Subject: Re: tftpd
To: David Laight <david@l8s.co.uk>
From: Alex <xela@MIT.EDU>
List: tech-userlevel
Date: 03/02/2003 18:05:28
> > Your workaround prevents the sysadmins from noticing that their PXE
> > ROMs are broken and applying negative reinforcement to the vendor. I
> > agree with what others have said that having the ability to debug this
> > kind of lossage is more important than a workaround for one specific
> > case. What if the next rev of this buggy PXE ROM appends a 0xfe rather
> > than 0xff?
> 
> 
> I agree - the thing to do is to ensure that tftpd's error message
> has the 0xff byte 'suitably' escaped (probably even if 0xff the the
> printable character ij or y").  The sysadmin can always
> link the actual file to that name (isn't that the way you find the
> filename that is being requested anyway?)

Ok, clearly I should have gone into more detail in the first
place.  The fact that it's 0xff isn't arbitrary; it's a protocol
implementation mistake.  What happens is this:  the PXE ROM
broadcasts a DHCPDISCOVER.  Assuming dhcpd.conf has been
configured for it, e.g.:

    match if substring
        (option vendor-class-identifier,0,20)="PXEClient:Arch:00000";
    option bootfile-name "pxeboot_ia32.bin";

dhcpd replies with a DHCPOFFER with the bootfile-name option.  In
conformance with rfc2132, dhcpd sets the byte after the last
option in the options field, which is in this case necessarily the
bootfile-name, to 255.  The PXE ROM incorrectly treats this as
part of the filename, and tries to tftpboot pxeboot_ia32.bin0xff.
My initial "0xff appended" was shorthand for all of this; there's
no risk they'll append a different value in the next rev.

I agree that just silently working around the bug, as I initially
intended to do, would be poor; I'll add logging.  But I still
believe that the default behavior should be to accept the
malformed bootfile name:  to do otherwise would violate both the
principle of least surprise and the robustness principle.

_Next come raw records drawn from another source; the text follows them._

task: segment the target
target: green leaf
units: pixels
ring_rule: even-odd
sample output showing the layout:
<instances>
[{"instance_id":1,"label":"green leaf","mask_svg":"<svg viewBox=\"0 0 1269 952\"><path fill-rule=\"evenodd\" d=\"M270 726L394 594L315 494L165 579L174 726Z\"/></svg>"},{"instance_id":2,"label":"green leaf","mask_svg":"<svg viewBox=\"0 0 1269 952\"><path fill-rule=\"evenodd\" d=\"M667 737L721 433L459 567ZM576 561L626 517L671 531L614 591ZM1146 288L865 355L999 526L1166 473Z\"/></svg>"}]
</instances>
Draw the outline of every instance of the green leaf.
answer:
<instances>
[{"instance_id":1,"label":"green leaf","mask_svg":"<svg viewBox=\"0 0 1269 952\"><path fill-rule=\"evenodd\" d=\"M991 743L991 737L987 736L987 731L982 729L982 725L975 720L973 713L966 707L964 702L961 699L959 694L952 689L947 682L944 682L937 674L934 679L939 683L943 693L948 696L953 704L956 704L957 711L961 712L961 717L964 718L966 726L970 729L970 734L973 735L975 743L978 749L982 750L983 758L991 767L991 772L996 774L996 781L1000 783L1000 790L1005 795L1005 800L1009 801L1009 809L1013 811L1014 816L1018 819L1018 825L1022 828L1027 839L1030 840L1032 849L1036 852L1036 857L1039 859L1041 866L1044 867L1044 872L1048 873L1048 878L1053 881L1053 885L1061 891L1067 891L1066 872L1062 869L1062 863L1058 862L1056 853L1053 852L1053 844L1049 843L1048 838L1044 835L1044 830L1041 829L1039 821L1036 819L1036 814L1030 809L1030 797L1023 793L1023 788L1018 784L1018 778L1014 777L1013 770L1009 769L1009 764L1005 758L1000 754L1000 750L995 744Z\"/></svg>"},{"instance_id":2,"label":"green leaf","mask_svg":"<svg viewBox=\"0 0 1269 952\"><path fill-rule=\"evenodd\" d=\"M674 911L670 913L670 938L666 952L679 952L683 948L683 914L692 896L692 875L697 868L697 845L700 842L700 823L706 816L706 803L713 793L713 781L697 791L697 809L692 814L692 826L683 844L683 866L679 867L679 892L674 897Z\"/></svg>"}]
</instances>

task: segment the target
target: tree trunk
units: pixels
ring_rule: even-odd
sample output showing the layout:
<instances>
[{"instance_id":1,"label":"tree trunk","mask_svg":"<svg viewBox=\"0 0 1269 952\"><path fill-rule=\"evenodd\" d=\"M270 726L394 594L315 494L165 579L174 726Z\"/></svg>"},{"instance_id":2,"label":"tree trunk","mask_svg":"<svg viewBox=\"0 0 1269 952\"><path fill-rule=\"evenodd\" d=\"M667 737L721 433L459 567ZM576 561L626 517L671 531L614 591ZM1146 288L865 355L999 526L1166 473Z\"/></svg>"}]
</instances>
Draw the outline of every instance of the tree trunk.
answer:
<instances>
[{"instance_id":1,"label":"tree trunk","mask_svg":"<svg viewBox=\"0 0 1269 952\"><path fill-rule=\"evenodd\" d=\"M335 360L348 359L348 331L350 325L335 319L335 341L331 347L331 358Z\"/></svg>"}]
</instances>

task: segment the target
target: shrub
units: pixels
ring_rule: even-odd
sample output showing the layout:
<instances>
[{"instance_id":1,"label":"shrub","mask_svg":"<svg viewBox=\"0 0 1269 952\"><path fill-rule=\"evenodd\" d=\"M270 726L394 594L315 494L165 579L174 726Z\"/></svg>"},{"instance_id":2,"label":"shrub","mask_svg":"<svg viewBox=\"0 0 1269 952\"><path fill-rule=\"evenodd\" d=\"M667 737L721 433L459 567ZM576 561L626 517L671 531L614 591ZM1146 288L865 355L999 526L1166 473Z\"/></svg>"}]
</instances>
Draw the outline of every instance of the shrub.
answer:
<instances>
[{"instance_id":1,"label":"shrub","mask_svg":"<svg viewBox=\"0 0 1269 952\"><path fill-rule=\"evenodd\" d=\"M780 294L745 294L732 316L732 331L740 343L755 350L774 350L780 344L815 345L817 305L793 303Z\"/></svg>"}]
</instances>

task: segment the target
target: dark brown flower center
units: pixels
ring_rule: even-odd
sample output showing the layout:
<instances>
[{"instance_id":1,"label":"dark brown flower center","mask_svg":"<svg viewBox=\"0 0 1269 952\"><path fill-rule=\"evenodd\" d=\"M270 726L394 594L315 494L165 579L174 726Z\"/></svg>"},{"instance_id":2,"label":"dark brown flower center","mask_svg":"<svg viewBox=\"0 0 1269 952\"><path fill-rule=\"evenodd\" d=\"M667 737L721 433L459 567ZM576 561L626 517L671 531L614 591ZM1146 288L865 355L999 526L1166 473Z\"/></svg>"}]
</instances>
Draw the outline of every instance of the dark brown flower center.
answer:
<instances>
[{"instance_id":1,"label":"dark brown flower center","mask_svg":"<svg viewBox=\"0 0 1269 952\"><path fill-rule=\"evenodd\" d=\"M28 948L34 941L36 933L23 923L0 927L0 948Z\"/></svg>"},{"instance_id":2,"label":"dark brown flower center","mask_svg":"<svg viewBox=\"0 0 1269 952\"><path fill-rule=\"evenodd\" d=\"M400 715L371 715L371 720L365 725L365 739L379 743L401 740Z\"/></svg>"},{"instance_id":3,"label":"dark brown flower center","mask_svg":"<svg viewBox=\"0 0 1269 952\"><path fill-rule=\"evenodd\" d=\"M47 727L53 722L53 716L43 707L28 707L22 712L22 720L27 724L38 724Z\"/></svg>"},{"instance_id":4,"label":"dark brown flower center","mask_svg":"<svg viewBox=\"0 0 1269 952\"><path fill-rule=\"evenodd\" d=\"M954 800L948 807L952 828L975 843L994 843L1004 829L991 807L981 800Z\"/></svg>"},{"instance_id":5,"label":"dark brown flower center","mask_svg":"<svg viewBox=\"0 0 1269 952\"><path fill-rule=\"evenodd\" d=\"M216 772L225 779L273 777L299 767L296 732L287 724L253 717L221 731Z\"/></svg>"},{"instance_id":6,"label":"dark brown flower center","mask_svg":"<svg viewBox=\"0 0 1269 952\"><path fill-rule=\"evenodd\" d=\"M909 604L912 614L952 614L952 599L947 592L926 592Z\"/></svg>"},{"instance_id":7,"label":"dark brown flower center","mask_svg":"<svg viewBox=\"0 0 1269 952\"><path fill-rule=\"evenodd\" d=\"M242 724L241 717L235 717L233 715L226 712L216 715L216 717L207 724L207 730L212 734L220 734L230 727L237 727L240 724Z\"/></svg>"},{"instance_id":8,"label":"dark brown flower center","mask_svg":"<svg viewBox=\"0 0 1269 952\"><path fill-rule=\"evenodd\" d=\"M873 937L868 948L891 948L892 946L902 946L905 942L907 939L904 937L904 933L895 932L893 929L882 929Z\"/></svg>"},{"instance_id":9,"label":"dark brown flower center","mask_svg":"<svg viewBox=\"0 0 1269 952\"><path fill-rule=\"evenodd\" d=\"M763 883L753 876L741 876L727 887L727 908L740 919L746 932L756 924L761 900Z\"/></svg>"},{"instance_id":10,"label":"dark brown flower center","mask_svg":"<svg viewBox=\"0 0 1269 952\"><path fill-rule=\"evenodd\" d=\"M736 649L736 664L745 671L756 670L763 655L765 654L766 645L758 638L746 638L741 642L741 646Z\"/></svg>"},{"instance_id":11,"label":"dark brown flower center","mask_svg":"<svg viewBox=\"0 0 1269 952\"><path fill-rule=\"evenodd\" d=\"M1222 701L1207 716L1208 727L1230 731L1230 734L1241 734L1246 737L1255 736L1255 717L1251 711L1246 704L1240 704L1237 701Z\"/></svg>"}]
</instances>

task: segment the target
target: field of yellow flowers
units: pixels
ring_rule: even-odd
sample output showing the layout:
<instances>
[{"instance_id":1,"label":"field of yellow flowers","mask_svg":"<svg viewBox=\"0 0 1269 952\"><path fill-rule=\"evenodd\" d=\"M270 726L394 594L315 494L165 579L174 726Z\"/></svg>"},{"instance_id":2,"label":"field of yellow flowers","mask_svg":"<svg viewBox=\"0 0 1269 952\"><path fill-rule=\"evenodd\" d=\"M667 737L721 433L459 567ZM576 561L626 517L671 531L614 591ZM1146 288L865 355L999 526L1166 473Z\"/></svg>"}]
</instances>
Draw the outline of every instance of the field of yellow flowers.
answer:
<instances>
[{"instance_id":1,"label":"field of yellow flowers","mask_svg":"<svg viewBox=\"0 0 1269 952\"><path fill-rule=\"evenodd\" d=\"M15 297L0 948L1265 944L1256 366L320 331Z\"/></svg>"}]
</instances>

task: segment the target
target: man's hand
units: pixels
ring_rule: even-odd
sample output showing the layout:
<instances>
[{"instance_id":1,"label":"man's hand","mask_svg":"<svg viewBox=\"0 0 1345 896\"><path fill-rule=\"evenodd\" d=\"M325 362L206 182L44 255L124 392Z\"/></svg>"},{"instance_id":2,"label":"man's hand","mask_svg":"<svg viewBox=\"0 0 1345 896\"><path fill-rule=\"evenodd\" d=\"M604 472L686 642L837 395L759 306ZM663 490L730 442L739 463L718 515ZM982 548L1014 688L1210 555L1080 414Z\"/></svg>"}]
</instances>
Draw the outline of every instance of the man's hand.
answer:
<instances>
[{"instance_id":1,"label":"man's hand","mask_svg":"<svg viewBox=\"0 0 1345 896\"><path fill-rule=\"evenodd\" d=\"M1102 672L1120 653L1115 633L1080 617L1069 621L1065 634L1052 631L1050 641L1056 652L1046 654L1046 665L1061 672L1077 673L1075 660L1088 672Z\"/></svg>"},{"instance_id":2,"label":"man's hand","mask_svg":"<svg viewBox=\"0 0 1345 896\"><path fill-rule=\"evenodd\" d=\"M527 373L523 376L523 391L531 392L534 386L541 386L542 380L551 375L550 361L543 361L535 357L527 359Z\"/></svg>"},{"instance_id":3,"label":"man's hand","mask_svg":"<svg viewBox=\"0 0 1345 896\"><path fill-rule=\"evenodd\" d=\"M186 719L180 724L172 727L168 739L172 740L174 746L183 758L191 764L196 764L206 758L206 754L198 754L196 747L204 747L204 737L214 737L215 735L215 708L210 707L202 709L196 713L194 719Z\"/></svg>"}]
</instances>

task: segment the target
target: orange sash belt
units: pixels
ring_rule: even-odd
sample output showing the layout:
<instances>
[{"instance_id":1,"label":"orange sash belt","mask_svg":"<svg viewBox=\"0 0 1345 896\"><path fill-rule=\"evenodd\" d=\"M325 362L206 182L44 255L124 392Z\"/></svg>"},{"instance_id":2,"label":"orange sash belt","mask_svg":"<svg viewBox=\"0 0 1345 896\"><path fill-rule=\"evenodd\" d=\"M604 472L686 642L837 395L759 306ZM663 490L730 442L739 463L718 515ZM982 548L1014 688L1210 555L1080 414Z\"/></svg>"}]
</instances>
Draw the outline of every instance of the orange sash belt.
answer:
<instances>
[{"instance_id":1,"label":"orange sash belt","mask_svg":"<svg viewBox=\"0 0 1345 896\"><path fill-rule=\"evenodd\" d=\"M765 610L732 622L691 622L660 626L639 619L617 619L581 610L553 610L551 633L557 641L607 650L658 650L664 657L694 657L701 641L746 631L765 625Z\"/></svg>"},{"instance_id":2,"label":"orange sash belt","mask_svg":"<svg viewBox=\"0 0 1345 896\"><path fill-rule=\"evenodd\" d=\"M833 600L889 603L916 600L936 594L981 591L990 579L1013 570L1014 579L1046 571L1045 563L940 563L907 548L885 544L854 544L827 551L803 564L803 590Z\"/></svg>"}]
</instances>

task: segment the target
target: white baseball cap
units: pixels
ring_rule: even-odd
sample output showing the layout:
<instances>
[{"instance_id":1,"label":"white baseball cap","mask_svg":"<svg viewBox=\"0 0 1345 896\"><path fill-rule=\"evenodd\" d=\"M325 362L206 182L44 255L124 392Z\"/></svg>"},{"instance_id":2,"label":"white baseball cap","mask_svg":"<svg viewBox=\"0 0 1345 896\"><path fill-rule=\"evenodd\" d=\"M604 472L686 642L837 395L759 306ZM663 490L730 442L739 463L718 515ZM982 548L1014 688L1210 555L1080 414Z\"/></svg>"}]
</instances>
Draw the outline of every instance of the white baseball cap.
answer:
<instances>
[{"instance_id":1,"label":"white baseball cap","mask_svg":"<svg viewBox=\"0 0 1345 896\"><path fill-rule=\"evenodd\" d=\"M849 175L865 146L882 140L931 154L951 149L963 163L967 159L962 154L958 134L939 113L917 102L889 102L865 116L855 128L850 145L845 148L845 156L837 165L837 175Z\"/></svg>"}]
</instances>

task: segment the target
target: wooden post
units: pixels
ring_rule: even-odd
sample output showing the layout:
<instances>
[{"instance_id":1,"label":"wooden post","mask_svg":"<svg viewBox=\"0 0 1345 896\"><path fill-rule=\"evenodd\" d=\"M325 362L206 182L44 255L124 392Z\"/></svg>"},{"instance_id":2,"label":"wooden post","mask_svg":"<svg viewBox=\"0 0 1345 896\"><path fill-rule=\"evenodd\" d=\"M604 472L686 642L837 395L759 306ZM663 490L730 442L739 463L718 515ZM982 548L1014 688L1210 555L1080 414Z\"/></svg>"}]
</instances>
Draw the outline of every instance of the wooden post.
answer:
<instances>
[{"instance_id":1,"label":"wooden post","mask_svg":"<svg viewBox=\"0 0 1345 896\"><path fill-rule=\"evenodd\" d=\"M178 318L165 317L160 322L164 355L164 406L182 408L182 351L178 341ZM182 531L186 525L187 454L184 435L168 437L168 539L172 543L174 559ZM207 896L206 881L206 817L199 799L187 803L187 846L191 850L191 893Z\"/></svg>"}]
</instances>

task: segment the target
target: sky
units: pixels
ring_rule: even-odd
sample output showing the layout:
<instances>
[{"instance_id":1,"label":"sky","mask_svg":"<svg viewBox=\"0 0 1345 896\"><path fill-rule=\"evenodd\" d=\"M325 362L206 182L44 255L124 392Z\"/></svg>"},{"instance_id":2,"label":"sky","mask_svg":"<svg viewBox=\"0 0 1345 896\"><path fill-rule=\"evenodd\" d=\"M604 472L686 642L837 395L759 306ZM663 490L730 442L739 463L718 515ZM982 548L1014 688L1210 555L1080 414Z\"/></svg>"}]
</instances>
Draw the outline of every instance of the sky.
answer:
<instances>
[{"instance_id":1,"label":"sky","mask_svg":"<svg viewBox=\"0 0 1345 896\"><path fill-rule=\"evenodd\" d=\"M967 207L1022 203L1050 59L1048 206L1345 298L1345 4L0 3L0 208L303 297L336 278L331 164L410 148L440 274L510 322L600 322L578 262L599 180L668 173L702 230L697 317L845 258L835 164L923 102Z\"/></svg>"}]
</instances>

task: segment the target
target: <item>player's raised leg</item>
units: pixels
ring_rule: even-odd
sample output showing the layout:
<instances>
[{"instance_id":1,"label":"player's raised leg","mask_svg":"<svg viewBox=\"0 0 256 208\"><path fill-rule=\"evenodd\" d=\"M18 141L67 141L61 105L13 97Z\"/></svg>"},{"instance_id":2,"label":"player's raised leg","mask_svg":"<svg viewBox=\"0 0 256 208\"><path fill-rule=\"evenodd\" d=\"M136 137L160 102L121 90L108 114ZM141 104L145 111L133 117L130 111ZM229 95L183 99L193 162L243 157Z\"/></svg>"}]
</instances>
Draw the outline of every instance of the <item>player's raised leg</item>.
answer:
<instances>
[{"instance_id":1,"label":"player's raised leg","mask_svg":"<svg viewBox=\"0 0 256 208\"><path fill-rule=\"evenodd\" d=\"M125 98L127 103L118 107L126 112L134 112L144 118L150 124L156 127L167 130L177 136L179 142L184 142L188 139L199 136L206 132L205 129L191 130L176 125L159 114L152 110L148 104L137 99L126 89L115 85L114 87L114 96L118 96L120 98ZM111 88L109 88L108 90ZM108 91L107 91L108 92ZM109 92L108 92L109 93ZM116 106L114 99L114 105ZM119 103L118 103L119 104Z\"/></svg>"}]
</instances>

Most sysadmins use tftp rarely.  They don't have its intricacies
loaded into their forebrains, and they don't especially want to:
the least surprising thing for a sysadmin who's trying to netboot
a machine with one of these early-generation Intel PXE ROMs is 
for it to just boot.  I got surprised a few months ago, and
consequently became a lot more intimately acquainted with tftp
than I ever wanted to be.  I don't see any point in any other
sysadmin having to tread over that same ground.

IMHO Postel's language in RFC 791, where I believe he first stated
the robustness principle, could hardly be more clear:

    The implementation of a protocol must be robust.  Each
    implementation must expect to interoperate with others
    created by different individuals....  In general, an
    implementation must be conservative in its sending
    behavior, and liberal in its receiving behavior.  That
    is, it must be careful to send well-formed datagrams,
    but must accept any datagram that it can interpret
    (e.g., not object to technical errors where the
    meaning is still clear).

---Alex